Climber (Supervision review)

Developer: Bon Treasure
Publisher: Watara
Released: 1992

Climber is an action game programmed by Yin Yong Qiang, who also coded Delta Hero (1992, Supervision).


You play as a climber and the objective in each of the game's 15 stages is to reach the flag within three minutes. Enemies can be destroyed with your projectile (although fire and water pools must be avoided), and your character can scale walls by shooting anchor climbing tools into them. The level design is above-average and part of its allure is the fact that there's usually multiple routes to beating the stage; this gives the action a neat puzzle element which is great for players that like to beat their best times and rack up points.

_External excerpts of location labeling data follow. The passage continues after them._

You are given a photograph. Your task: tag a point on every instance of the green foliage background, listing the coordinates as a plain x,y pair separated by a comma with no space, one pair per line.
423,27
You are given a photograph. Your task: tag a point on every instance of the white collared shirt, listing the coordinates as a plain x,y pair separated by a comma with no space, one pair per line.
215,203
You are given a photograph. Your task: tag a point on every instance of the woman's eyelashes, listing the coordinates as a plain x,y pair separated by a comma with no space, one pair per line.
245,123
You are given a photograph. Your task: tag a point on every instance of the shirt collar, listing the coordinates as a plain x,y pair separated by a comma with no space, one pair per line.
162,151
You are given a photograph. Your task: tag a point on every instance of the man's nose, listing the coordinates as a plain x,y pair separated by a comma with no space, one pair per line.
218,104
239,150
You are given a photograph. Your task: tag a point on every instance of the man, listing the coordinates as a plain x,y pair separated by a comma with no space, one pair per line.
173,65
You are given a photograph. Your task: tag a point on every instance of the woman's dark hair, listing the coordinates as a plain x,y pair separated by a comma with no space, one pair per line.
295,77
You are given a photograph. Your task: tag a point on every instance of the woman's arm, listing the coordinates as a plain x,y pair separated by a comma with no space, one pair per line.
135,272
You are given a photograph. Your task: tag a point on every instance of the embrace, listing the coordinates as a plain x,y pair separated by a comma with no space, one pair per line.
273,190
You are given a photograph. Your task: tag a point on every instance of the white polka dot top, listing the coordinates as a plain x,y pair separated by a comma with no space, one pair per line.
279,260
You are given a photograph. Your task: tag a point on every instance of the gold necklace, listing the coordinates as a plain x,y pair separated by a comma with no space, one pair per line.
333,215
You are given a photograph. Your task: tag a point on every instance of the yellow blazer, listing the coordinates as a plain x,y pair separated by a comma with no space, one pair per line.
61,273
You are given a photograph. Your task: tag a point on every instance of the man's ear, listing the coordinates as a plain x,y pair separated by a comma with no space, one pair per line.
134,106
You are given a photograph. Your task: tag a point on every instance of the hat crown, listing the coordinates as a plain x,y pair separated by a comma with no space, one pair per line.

The gameplay initially shows promise too and for the first few levels the simple premise has an addictive 1980's Arcade-like quality that's aided by unlimited continues. By Stage 5 though, it adds in new mechanics that are required to succeed and unfortunately these aren't explained to the player in-game or in the manual (e.g. learning that you can purposely fall off a ledge and then use your jump mechanic at any time in the air). It's also never clear which blocks you can break with your tools to form a new path, leading to lots of wasted time. Furthermore, the game is let-down by sub-standard coding and the technical deficiencies on display here are really unforgivable. For starters, the controls are often unresponsive and your character usually needs some serious persuasion to turn on a dime; this is confounded further when too many sprites are on-screen, and to top it off there's frequently a mixture of slowdown and sprite flickering. The collision detection is also shoddy and you'll sometimes find yourself losing a life despite clear distance between yourself and an incoming enemy; on other occasions, your sprite will clip straight through an opponent while you safely walk away unharmed!

Climber is a solid concept with intriguing level design, but the dodgy coding really puts a dampener on the whole experience. Its appealing premise is majorly let-down by unintuitive gameplay and dreadful controls, and most times you lose a life will be the result of technical shortcomings rather than poor skill on behalf of the player.



Random trivia: The ending features an unintentionally hilarious screen that states: 'Man participated in this game'!